No Vasco, o CEO já foi substituído, o diretor de futebol foi trocado duas vezes e agora foi a vez do técnico

Faz uns dois anos, participavam de uma conferência sobre gestão do futebol um executivo e um consultor, ambos com trabalhos em vários clubes, e um jornalista metido a especialista em negócios do esporte — este colunista aqui. Discutíamos a criação da SAF e o que se podia esperar do novo modelo. O executivo estava bastante otimista. A estrutura empresarial, dizia ele, proporcionaria o que a associação civil não consegue: profissionalismo e estabilidade.

Vejamos o que a SAF resultou ao Vasco desde a venda para a 777 Partners. O CEO já foi substituído. Luiz Mello havia sido escolhido para o cargo pelos americanos, mas saiu, sob ameaças de torcedores. Lucio Barbosa assumiu. Já o diretor de futebol foi trocado duas vezes. Paulo Bracks estruturaria o departamento, mas foi demitido ao término da primeira temporada. Alexandre Mattos não durou mais do que três meses. Pedro Martins acaba de ser contratado.

Maurício Barbieri foi o técnico selecionado pelos americanos — pelos experts da holding que eles compraram, com clubes em vários países. Ele caiu após o mau desempenho no primeiro turno do Campeonato Brasileiro de 2023. Ramón Díaz chegou e salvou o time do rebaixamento. No va a bajar! Agora, com a goleada sofrida para o Criciúma na quarta rodada do Brasileirão, além da derrota para o Nova Iguaçu na semifinal do Carioca, o argentino já não serve mais.

Claro que, pela passionalidade do torcedor, compreendo a decisão intempestiva de demitir um técnico que perde de 4 a 0 para o Criciúma. Como é que pode? Com essa diferença de orçamento, de investimento? Quando ligo os neurônios, custo a entender como um trabalho bem avaliado em dezembro pode ter passado a inaceitável em abril.
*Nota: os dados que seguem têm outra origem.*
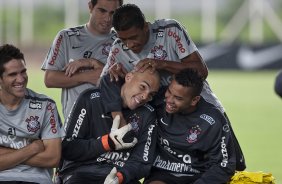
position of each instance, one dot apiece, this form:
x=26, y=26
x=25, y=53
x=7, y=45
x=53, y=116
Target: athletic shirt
x=76, y=43
x=35, y=118
x=84, y=148
x=168, y=41
x=198, y=143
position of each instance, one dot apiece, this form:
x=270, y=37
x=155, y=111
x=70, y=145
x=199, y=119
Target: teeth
x=137, y=100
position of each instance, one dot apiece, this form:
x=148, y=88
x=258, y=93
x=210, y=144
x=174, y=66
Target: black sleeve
x=80, y=144
x=110, y=93
x=223, y=155
x=141, y=159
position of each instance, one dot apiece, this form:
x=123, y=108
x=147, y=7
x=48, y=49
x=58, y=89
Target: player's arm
x=12, y=157
x=222, y=156
x=58, y=79
x=141, y=158
x=110, y=95
x=193, y=60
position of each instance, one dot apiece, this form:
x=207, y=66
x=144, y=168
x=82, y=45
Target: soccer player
x=30, y=127
x=194, y=140
x=96, y=150
x=163, y=45
x=278, y=84
x=77, y=55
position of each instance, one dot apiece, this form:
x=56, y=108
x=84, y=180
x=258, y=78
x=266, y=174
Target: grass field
x=252, y=106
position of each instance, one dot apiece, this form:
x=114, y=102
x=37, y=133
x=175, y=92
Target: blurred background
x=241, y=42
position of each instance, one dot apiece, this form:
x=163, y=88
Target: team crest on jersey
x=106, y=49
x=134, y=121
x=193, y=134
x=33, y=124
x=159, y=52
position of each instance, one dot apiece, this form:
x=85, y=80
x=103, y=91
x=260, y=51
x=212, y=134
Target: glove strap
x=105, y=142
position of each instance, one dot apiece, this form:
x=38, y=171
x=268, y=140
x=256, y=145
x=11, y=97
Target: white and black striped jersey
x=36, y=118
x=72, y=44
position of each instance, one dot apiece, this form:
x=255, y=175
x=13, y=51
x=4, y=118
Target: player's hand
x=72, y=67
x=143, y=64
x=117, y=135
x=112, y=177
x=117, y=70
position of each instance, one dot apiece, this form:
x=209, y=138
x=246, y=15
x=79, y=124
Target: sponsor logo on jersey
x=95, y=95
x=193, y=134
x=148, y=143
x=56, y=50
x=106, y=49
x=224, y=153
x=177, y=39
x=52, y=118
x=226, y=128
x=33, y=124
x=209, y=119
x=76, y=47
x=159, y=52
x=134, y=120
x=79, y=121
x=35, y=105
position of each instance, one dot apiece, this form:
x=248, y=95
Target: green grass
x=252, y=106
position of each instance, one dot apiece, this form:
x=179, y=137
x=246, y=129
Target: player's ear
x=90, y=6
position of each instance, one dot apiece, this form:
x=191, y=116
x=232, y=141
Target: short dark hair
x=190, y=78
x=128, y=16
x=278, y=84
x=7, y=53
x=94, y=2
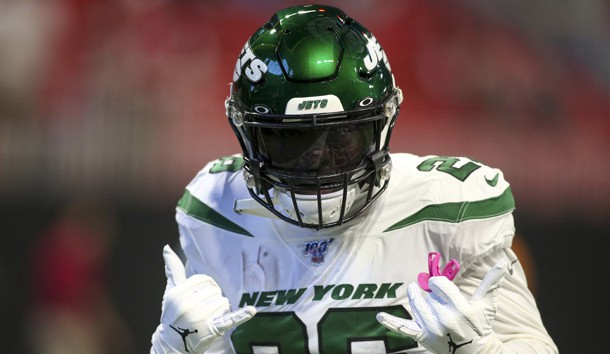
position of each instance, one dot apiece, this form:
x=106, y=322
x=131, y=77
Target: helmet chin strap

E, se está inaceitável em abril, por que interrompê-lo apenas na quarta rodada, e não antes de o campeonato começar?

Voltemos a falar de estabilidade. Neste fim de semana, circulou nas redes sociais um vídeo no qual Ronaldo “anuncia” a venda do Cruzeiro. Ele está ao lado dos empresários Pedro Lourenço, dos supermercados BH, e Lucas Kallas, do Grupo Cedro. “Eu e meu time reerguemos o Cruzeiro e, logicamente, não vamos ficar aqui para sempre. Vamos vender para vocês. E aí a gente vai ver essa bala toda (risos).”

Há o que comentar sobre a forma e o conteúdo. É assim que se conduz a venda de um clube popular, como o Cruzeiro? É óbvio que Ronaldo um dia venderá a empresa dele, como é comum em qualquer negócio. Sabíamos que esse dia chegaria desde a criação da SAF, embora os discursos fossem de projetos de longo prazo, blá, blá, blá. Tratando-se de uma instituição tão simbólica e passional, como Ronaldo sabe que o Cruzeiro é, no entanto, cuidado com a forma faria bem.

Já sobre o conteúdo, repare bem, o controle sobre o futebol celeste pode mudar de mãos em menos de três anos. Mais rápido do que o mandato de um presidente de associação. Sem ter aportado quase nada dos R$ 400 milhões que a XP, corretora da venda, prometeu na transação. Com os pagamentos de uma recuperação judicial pendurados para que o próximo dono dê conta.

Nada disto faz de mim um detrator da SAF. Se pudesse voltar no tempo para repensar as vendas de Vasco e Cruzeiro, para 777 e Ronaldo, nada mudaria. Antes eles do que as figuras tenebrosas de suas associações. Mas faz bem desconstruir o mito de que a empresa, em si, gera profissionalismo e estabilidade. Ah, sabe o executivo de futebol daquela conferência? Pois é. Ele também já trocou de SAF.